Tous les regards se tournent désormais vers le runway pour voir comment ce prélude tout en retenue s’inscrit dans le nouveau chapitre de l’héritage LV. L’ampleur réelle de sa vision s’est révélée au cœur d’une résidence préfabriquée aux parois vitrées, baptisée DROPHAUS, conçue en collaboration avec le studio avant-gardiste NOT A HOTEL. Réputé pour ses résidences de villégiature japonaises ultra‑premium, NOT A HOTEL a aidé Williams à concrétiser une vision du futur de l’habitat fondée sur la « fonction, le savoir-faire et les besoins humains ». Nichée dans un jardin luxuriant de la Fondation Louis Vuitton, la maison abritait « HOMEWORK », une collection de mobilier sur mesure pensée autour de « dix pour cent d’imperfection » — des formes subtilement irrégulières qui réaffirment l’idée d’un espace profondément humain, habité. « L’approche architecturale de Pharrell est guidée par un regard d’outsider — il travaille à partir de premiers principes plutôt que de conventions », souligne la Maison. Pharrell a imaginé le lieu avec une sélection de pièces signées notamment Paulin Paulin et des enceintes Devon Ojas. Dans ce décor, il a dévoilé une collection qui réinvente l’uniforme de l’homme moderne. Si la silhouette du costume-cravate reste dominante, sa version à lui se veut résolument informelle, pensée pour le quotidien. Le défilé s’articulait autour de costumes croisés et de blazers en cuir dans une palette sophistiquée de tonalités terre — camel, verts profonds et kaki. En s’éloignant du denim épais, le vestiaire se concentre sur des pantalons coupés au cordeau et des pièces d’outerwear statement, dont de somptueuses bombers en cuir de crocodile. Un vestiaire où la technicité rencontre la haute confection, affirmant que le vrai luxe se mesure à l’usage.
Ce world-building multisensoriel s’ancrait dans une bande-son visionnaire de titres inédits, tous produits en interne au siège de LV. Le défilé a offert des premières mondiales signées A$AP Rocky, John Legend et Quavo, ainsi que la toute première collaboration entre Pharrell et Jackson Wang, intitulée « Sex God » (feat.
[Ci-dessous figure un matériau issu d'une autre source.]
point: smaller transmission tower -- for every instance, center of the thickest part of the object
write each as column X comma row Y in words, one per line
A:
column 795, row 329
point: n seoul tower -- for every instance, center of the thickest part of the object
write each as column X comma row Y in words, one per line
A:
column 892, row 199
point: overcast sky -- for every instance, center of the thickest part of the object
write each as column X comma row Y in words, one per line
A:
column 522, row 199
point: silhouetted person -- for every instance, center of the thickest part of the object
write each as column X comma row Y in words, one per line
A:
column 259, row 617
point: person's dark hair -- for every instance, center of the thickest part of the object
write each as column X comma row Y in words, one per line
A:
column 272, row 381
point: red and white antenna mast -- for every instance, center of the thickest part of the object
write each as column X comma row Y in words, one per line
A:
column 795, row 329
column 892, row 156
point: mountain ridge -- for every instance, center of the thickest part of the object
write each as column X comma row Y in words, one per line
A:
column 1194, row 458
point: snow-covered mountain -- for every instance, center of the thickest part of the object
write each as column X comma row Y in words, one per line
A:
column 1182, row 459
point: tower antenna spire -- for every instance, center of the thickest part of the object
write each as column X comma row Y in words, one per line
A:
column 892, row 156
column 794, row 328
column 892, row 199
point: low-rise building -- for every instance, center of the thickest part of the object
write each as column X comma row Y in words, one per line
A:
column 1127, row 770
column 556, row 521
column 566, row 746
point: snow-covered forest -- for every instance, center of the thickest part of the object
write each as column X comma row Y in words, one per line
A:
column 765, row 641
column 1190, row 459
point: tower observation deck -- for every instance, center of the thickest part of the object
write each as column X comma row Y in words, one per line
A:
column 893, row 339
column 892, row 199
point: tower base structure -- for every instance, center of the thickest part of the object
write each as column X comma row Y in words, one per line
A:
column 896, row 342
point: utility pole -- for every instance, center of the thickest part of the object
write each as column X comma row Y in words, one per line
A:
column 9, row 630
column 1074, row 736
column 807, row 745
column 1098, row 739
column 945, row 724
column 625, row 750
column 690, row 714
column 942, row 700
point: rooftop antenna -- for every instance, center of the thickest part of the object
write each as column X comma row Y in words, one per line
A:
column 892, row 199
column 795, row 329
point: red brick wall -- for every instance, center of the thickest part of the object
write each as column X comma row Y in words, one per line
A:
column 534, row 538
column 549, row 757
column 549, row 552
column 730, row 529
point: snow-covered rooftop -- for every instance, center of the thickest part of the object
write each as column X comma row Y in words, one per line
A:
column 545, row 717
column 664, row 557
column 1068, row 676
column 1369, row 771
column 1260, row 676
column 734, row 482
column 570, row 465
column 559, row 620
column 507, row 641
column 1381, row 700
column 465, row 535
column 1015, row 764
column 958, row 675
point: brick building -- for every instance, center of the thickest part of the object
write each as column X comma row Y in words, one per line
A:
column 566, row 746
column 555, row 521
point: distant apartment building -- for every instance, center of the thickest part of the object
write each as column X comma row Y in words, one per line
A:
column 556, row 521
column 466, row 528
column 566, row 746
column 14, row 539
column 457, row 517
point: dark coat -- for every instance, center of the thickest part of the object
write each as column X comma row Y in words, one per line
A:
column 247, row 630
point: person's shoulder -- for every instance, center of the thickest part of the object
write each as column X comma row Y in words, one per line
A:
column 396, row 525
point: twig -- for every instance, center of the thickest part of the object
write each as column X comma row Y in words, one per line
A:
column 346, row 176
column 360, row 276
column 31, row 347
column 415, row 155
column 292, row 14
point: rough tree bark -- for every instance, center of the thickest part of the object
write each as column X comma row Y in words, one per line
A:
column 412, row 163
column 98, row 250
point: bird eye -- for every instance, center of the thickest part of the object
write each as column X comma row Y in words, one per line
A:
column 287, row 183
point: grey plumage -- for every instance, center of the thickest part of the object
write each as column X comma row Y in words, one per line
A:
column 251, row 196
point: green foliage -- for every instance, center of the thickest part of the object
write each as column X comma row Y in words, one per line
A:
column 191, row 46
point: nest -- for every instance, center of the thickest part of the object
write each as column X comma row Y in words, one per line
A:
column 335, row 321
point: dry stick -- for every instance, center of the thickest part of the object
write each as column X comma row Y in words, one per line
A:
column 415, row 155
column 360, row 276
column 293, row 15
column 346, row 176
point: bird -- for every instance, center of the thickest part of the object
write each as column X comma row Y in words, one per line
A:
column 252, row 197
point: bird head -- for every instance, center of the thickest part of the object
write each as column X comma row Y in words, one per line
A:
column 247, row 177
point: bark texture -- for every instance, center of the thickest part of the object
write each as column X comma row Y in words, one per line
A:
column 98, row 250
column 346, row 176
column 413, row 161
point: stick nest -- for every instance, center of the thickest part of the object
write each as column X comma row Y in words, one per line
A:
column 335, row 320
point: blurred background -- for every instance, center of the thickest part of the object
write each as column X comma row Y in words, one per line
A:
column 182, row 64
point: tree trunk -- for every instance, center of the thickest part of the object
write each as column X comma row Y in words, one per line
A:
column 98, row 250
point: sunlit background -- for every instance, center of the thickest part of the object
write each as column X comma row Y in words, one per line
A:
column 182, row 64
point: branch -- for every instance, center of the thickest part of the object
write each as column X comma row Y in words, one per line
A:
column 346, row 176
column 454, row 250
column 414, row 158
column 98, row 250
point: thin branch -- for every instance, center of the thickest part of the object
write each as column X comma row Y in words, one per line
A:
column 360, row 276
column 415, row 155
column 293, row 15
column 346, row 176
Pusha T). Sur le runway, Pusha T et BamBam sont passés du statut de musiciens à celui de mannequins, tandis que Jackson Wang, Callum Turner et Joe Keery tenaient le premier rang. Dans ce nouveau manifeste, la maison n’est plus un simple décor : c’est un laboratoire vivant où design intemporel et sons inédits esquissent le futur de la mode.